In the context of algorithmic trading, portfolio managers may make the mistake of selective backtesting their strategies. A portfolio manager might focus on time frames where their strategies are known to perform well, ignoring unfavorable periods. Also managers may dismiss negative news about a stock in the portfolio, assuming such instances are outliers.

Overconfidence bias. This bias refers to the tendency of individuals, including portfolio managers, to overestimate their abilities, knowledge, and accuracy. Managers may believe they have more control over market outcomes than they actually do. This illusion of control leads to excessive trading, and unnecessary adjustments to algorithms.

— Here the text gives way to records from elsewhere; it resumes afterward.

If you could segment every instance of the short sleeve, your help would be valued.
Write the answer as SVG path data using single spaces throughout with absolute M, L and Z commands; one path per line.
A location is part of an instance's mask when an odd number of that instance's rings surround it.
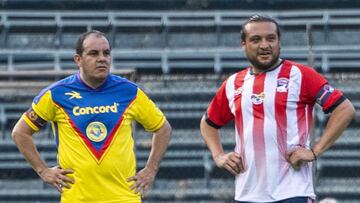
M 216 95 L 211 100 L 206 111 L 206 122 L 214 128 L 221 128 L 226 123 L 234 119 L 229 107 L 229 100 L 226 95 L 226 80 L 218 89 Z
M 54 102 L 51 99 L 50 90 L 47 90 L 35 97 L 31 108 L 22 115 L 22 119 L 31 129 L 39 131 L 54 116 Z
M 132 105 L 134 119 L 139 122 L 146 131 L 155 132 L 165 123 L 165 116 L 161 110 L 138 88 L 136 99 Z
M 303 73 L 303 82 L 308 93 L 309 102 L 316 102 L 325 113 L 331 112 L 345 100 L 343 93 L 333 88 L 328 81 L 313 69 L 307 68 Z

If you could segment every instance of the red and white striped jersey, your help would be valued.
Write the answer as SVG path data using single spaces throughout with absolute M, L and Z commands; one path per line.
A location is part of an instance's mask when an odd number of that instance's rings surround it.
M 312 68 L 288 60 L 260 74 L 247 68 L 231 75 L 211 101 L 206 121 L 220 128 L 235 120 L 235 151 L 245 166 L 236 176 L 235 200 L 315 198 L 312 164 L 295 171 L 285 155 L 295 147 L 309 148 L 315 103 L 331 112 L 344 99 Z

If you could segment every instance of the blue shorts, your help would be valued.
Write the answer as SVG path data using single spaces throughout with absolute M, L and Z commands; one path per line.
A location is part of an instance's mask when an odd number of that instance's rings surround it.
M 311 199 L 310 197 L 293 197 L 293 198 L 288 198 L 288 199 L 283 199 L 277 202 L 272 202 L 272 203 L 313 203 L 314 200 Z M 235 203 L 251 203 L 251 202 L 242 202 L 242 201 L 236 201 Z

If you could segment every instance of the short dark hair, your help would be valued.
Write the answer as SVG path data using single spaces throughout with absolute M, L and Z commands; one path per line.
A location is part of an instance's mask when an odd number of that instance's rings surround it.
M 91 34 L 96 34 L 98 36 L 103 36 L 106 38 L 106 35 L 105 33 L 103 32 L 100 32 L 98 30 L 91 30 L 91 31 L 87 31 L 87 32 L 84 32 L 80 35 L 79 39 L 77 40 L 76 42 L 76 54 L 79 54 L 81 55 L 83 52 L 84 52 L 84 46 L 83 46 L 83 43 L 85 41 L 85 39 L 91 35 Z M 106 38 L 107 39 L 107 38 Z
M 276 25 L 277 35 L 278 35 L 278 37 L 280 39 L 280 26 L 279 26 L 279 23 L 276 22 L 276 20 L 274 18 L 270 17 L 270 16 L 256 14 L 256 15 L 253 15 L 250 18 L 248 18 L 245 21 L 245 23 L 242 25 L 241 32 L 240 32 L 241 41 L 245 41 L 245 39 L 246 39 L 245 26 L 247 24 L 249 24 L 249 23 L 254 23 L 254 22 L 271 22 L 271 23 L 274 23 Z

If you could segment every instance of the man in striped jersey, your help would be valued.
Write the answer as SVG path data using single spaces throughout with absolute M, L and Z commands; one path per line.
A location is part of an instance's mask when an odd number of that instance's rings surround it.
M 251 66 L 219 88 L 201 120 L 202 136 L 216 165 L 235 175 L 236 203 L 313 202 L 312 162 L 342 134 L 354 107 L 312 68 L 279 57 L 274 19 L 250 17 L 241 45 Z M 315 103 L 331 115 L 310 146 Z M 231 120 L 236 146 L 225 153 L 218 129 Z

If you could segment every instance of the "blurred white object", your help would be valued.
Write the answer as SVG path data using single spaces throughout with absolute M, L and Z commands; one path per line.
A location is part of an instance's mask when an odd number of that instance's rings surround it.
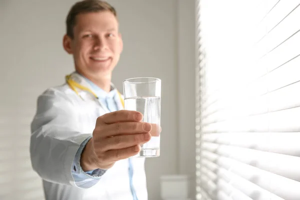
M 160 196 L 164 200 L 190 200 L 188 178 L 186 175 L 160 176 Z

Algorithmic traders may downplay risks associated with their strategies, ignoring any risk management protocols. They might dismiss signals that challenge their existing positions. They may ignore warning signs, assuming their models are foolproof.

Anchoring bias. This bias occurs when we overly rely on initial information when making decisions. In the context of algorithmic trading, if a stock was initially priced high, a portfolio manager can anchor their valuation to this information, even if market conditions suggest otherwise.

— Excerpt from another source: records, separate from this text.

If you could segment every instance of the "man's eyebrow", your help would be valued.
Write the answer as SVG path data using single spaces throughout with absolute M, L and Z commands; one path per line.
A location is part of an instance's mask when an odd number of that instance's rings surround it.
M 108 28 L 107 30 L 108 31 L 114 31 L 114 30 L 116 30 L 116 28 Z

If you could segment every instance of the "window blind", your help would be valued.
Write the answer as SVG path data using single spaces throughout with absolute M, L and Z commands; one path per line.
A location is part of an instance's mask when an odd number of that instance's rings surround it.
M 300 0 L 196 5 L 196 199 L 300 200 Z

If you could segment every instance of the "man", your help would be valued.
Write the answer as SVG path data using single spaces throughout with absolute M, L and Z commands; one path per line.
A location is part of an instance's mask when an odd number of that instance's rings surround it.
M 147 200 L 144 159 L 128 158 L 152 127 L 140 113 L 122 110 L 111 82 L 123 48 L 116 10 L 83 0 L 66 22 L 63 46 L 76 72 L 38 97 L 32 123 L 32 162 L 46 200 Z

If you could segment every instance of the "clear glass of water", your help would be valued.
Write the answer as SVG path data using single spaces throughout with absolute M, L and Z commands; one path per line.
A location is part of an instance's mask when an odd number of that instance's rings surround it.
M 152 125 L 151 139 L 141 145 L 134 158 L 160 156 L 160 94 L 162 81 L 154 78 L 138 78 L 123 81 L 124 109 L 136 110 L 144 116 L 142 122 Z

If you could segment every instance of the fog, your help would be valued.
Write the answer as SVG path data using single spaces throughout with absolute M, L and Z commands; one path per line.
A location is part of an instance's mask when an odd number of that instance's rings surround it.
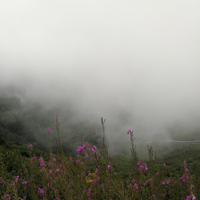
M 106 118 L 110 146 L 123 148 L 129 129 L 149 140 L 169 137 L 174 124 L 200 128 L 199 8 L 197 0 L 1 1 L 1 88 L 48 109 L 70 104 L 77 120 Z

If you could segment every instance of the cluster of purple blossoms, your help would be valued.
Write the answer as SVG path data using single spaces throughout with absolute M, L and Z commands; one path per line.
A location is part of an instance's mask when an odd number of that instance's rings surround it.
M 30 144 L 30 145 L 27 146 L 27 148 L 28 148 L 28 149 L 32 149 L 32 148 L 33 148 L 33 145 Z
M 141 164 L 141 160 L 138 162 L 137 166 L 139 166 L 139 170 L 142 170 L 144 169 L 145 171 L 148 171 L 148 168 L 147 168 L 147 164 L 144 163 L 144 166 L 143 165 L 140 165 Z

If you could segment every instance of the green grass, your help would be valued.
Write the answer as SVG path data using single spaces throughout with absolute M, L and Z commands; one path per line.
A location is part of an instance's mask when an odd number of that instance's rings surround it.
M 130 154 L 109 156 L 104 122 L 101 120 L 101 123 L 103 138 L 97 149 L 91 152 L 93 145 L 89 149 L 83 139 L 86 149 L 77 152 L 76 157 L 70 157 L 63 151 L 58 121 L 59 145 L 53 151 L 49 146 L 52 154 L 1 139 L 1 199 L 146 200 L 186 199 L 190 195 L 200 199 L 199 144 L 166 145 L 165 151 L 157 143 L 154 143 L 154 149 L 152 146 L 147 149 L 146 144 L 141 144 L 136 149 L 133 133 L 130 132 L 124 135 L 130 137 Z M 46 141 L 48 143 L 48 137 Z M 147 154 L 138 158 L 137 150 L 141 148 L 145 148 Z M 89 158 L 83 158 L 86 154 Z M 141 163 L 138 164 L 139 161 Z M 46 166 L 41 166 L 42 163 Z M 145 170 L 145 166 L 148 169 Z

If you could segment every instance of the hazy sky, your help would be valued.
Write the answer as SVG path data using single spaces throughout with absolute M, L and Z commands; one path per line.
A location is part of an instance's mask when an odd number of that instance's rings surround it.
M 0 84 L 136 135 L 199 127 L 199 10 L 199 0 L 2 0 Z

When designing trading algorithms, anchoring can occur in parameter selection. If an algorithm was initially calibrated with certain thresholds, subsequent adjustments might be biased by these initial settings.

Hindsight bias. Individuals tend to perceive past events as being more predictable than they actually were. Algorithmic traders may become overconfident when they believe they can predict market movements after the facts. They may retroactively adjust their strategies based on outcomes, ignoring the uncertainty during real-time decision-making. Furthermore, algorithmic traders may underestimate the risks associated with certain trades, assuming they could have foreseen adverse outcomes. 

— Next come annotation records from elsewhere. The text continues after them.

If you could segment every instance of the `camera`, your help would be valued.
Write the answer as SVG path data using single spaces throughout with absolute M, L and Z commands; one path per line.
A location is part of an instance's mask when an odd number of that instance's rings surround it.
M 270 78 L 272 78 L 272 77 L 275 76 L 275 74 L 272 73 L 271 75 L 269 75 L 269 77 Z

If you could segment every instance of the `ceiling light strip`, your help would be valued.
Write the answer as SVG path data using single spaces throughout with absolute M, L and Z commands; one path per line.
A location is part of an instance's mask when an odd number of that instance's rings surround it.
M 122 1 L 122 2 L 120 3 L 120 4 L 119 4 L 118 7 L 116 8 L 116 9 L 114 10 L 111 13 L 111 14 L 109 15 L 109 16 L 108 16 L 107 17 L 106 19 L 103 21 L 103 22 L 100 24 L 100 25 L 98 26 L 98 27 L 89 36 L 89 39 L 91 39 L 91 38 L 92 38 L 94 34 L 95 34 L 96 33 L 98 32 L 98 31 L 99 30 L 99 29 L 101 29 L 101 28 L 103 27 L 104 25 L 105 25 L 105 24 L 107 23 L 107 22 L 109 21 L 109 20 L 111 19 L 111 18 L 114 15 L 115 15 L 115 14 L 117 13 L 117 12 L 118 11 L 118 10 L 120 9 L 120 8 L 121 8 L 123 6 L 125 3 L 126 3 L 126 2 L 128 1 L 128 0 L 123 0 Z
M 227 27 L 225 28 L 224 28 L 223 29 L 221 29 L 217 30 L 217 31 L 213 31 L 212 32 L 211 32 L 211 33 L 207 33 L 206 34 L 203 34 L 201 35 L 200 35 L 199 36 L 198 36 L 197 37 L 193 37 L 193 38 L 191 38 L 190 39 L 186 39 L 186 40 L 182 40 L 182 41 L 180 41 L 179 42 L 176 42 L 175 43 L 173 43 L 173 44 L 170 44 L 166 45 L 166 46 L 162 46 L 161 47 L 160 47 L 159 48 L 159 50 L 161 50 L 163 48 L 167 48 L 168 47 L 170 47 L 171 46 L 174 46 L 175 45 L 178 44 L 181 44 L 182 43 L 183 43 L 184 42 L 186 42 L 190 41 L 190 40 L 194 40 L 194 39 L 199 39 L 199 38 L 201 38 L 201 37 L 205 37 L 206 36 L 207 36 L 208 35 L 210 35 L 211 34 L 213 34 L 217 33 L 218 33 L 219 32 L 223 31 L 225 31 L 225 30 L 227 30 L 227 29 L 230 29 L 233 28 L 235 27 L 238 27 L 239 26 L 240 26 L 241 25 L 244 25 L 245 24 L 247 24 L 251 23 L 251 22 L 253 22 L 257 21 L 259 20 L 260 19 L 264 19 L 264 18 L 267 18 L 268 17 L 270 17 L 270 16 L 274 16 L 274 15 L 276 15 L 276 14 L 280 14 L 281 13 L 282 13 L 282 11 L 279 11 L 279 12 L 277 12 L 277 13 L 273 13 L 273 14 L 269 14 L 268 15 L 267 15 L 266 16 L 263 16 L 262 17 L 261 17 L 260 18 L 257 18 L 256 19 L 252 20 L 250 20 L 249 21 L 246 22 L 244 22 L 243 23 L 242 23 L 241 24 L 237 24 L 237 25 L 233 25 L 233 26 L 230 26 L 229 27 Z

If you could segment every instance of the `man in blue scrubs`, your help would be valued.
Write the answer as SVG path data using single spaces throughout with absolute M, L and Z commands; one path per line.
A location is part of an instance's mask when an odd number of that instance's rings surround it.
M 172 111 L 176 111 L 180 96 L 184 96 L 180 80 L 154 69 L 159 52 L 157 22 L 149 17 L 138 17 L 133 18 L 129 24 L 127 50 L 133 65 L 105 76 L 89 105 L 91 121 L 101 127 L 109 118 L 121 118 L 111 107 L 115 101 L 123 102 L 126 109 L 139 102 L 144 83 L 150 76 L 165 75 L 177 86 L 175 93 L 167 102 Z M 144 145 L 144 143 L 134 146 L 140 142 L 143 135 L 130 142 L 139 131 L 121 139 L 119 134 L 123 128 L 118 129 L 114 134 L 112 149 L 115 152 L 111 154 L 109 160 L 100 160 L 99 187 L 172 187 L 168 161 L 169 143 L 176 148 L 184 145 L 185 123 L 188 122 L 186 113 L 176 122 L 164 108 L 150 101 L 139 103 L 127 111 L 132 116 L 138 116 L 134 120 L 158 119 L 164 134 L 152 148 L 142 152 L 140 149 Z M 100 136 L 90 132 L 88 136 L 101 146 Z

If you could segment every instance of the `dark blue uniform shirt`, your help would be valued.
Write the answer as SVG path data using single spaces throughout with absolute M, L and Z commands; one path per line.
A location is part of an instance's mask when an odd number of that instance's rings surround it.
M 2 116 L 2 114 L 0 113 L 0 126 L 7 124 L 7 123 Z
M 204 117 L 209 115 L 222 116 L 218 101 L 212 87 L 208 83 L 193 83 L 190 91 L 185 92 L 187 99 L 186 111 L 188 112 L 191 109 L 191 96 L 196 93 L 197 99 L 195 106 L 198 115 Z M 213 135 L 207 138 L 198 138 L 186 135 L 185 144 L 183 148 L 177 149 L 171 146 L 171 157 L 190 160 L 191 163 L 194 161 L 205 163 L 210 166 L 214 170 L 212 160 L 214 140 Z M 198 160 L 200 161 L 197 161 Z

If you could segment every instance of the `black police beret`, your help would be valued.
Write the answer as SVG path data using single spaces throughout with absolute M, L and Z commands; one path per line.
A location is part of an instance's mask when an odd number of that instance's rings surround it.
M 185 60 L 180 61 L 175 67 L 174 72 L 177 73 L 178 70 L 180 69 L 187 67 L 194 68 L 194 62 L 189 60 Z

Availability bias. Portfolio managers may favor easily accessible information. When evaluating algorithms, portfolio managers may unconsciously prioritize  outcomes that come to mind quickly, even if these outcomes are not statistically representative.

Algorithmic traders may give importance to recent market events, especially when they are emotionally charged (e.g. from a sudden market crash). These events become more memorable, leading to biased decision-making.

Availability bias also affects the choice of historical data used for training algorithms. Managers may select data aligned with their recent experiences, ignoring equally important but less accessible information. This bias can distort trading strategies. Portfolio managers may overemphasize recent market trends, leading to excessive buying or selling. Algorithms trained on biased data may perpetuate these patterns.

Conclusion

Keep in mind that every algorithm, no matter how advanced, reflects human psychology. Recognize this fact, adapt, and make wise trading decisions. As portfolio managers, the role extends beyond writing code. It involves comprehending both the markets and ourselves.

Financial literacy is crucial. Informed investors who grasp these biases are better equipped to make choices. Also, creating a well-defined investment plan based on risk tolerance and long-term objectives promotes discipline and helps avoid emotionally driven decisions.

By acknowledging these biases and fostering a culture of critical analysis, portfolio managers can leverage algorithmic trading while minimizing its potential drawbacks. Algorithm trading is a tool, and like any tool, its effectiveness depends on understanding its limitations and using it responsibly.